This guide explains how to connect Cursor MCP to OpenCode using Composio Connect, which simplifies OAuth, API changes, and reliability concerns.

There are two ways to set this up:

Also integrate Cursor with

Why use Composio?

Composio provides a single MCP server or CLI tool that exposes a set of meta-tools, allowing you to:

  • Connect to 1,000+ apps with on-demand tool loading, so you do not fill your LLM context window with unnecessary tool definitions.
  • Use programmatic tool calling through a remote Bash tool, letting LLMs write their own code to handle complex tool chaining. This reduces back-and-forth for frequent tool calls.
  • Handle large tool responses outside the LLM context to keep conversations lean.

Connect Cursor with OpenCode

Option 1: Using Composio CLI

1. Install Composio CLI

Install the Composio CLI, authenticate, and initialize your project:

bash
# Install the Composio CLI
curl -fsSL https://composio.dev/install | bash

# Authenticate with Composio
composio login

During login, you will be redirected to the sign-in page. Finish the flow and you are all set.

Composio CLI authorization screen

2. Authorize Cursor

Once the CLI is installed, it is essentially done.

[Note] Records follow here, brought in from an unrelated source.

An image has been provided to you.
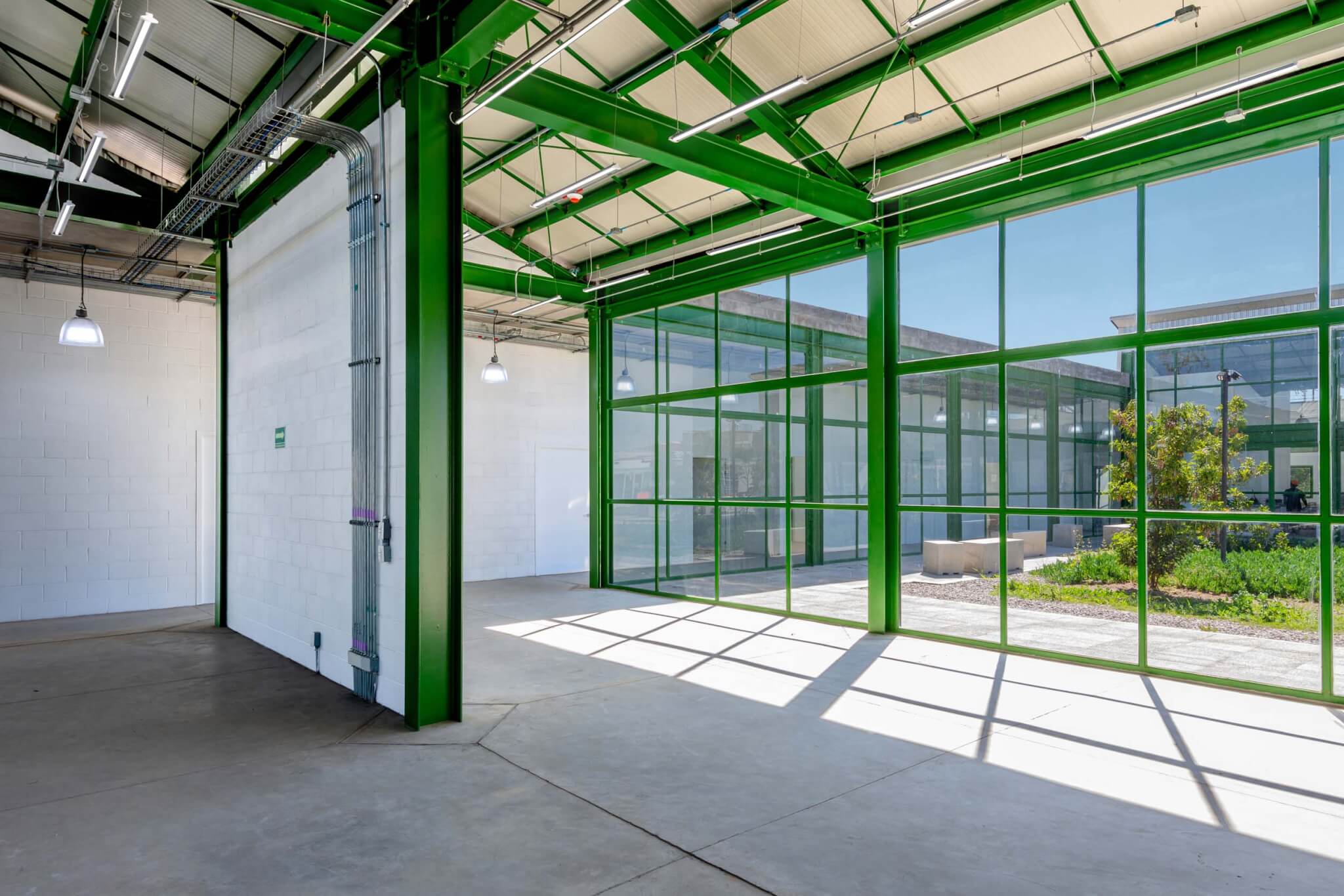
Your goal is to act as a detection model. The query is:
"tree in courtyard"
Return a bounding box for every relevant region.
[1106,395,1269,587]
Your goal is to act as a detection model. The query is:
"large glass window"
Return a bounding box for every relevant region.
[1144,145,1320,331]
[1004,191,1139,348]
[899,226,999,359]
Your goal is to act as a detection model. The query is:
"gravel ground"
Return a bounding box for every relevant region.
[900,572,1320,643]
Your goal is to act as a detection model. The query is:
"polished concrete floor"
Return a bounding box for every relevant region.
[0,577,1344,896]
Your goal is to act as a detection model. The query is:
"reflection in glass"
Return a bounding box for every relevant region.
[1008,514,1139,662]
[789,258,868,375]
[1139,331,1320,513]
[612,404,654,500]
[659,397,713,500]
[900,367,999,506]
[790,510,868,622]
[659,504,713,599]
[1144,145,1320,331]
[900,512,999,643]
[612,504,656,590]
[719,278,803,386]
[612,312,657,399]
[1146,520,1321,691]
[1008,351,1135,508]
[1004,190,1139,348]
[719,506,790,610]
[899,224,999,360]
[719,390,785,501]
[659,296,713,392]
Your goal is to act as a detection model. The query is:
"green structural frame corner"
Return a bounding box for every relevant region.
[589,112,1344,704]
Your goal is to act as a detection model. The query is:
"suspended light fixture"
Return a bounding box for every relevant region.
[616,333,635,392]
[532,165,621,208]
[1083,62,1298,140]
[704,224,803,255]
[60,253,104,348]
[481,312,508,386]
[112,9,159,100]
[78,131,108,184]
[868,156,1012,203]
[452,0,631,125]
[669,75,808,144]
[904,0,980,31]
[51,199,75,236]
[583,270,649,293]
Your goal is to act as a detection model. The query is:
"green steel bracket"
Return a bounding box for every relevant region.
[629,0,859,186]
[472,58,872,227]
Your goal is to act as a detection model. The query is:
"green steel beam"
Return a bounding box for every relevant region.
[852,0,1344,182]
[1068,0,1125,87]
[404,68,463,728]
[226,0,406,54]
[629,0,859,186]
[56,0,112,155]
[470,59,872,227]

Give OpenCode access to your apps with these steps:

  1. Launch OpenCode.
  2. Prompt it to "Authenticate with Cursor Composio".
  3. Complete the authentication and authorization flow, and your Cursor integration is all set.
  4. Start asking anything you want.

Option 2: Using Composio MCP

You can also connect Cursor to OpenCode by adding Composio as an MCP server through the OpenCode CLI.

1. Add the Composio MCP server

bash
opencode mcp add

This launches an interactive prompt.

2. Fill in the fields

FieldValue
Namecomposio
Typeremote
URLhttps://connect.composio.dev/mcp
Require OAuthYes
Have client IDNo
OpenCode MCP server interactive prompt for Composio

Alternatively, you can skip the interactive prompt and paste the configuration directly into your OpenCode config file.

Open your global OpenCode config:

bash
open ~/.config/opencode/opencode.json

Add this under the mcp key and save the file.

bash
{
  "mcp": {
    "composio": {
      "type": "remote",
      "url": "https://connect.composio.dev/mcp",
      "enabled": true
    }
  }
}

3. Authenticate

Authenticate the Composio MCP server you just added:

bash
opencode mcp auth composio

This opens a browser session. Authorize Composio and you are done.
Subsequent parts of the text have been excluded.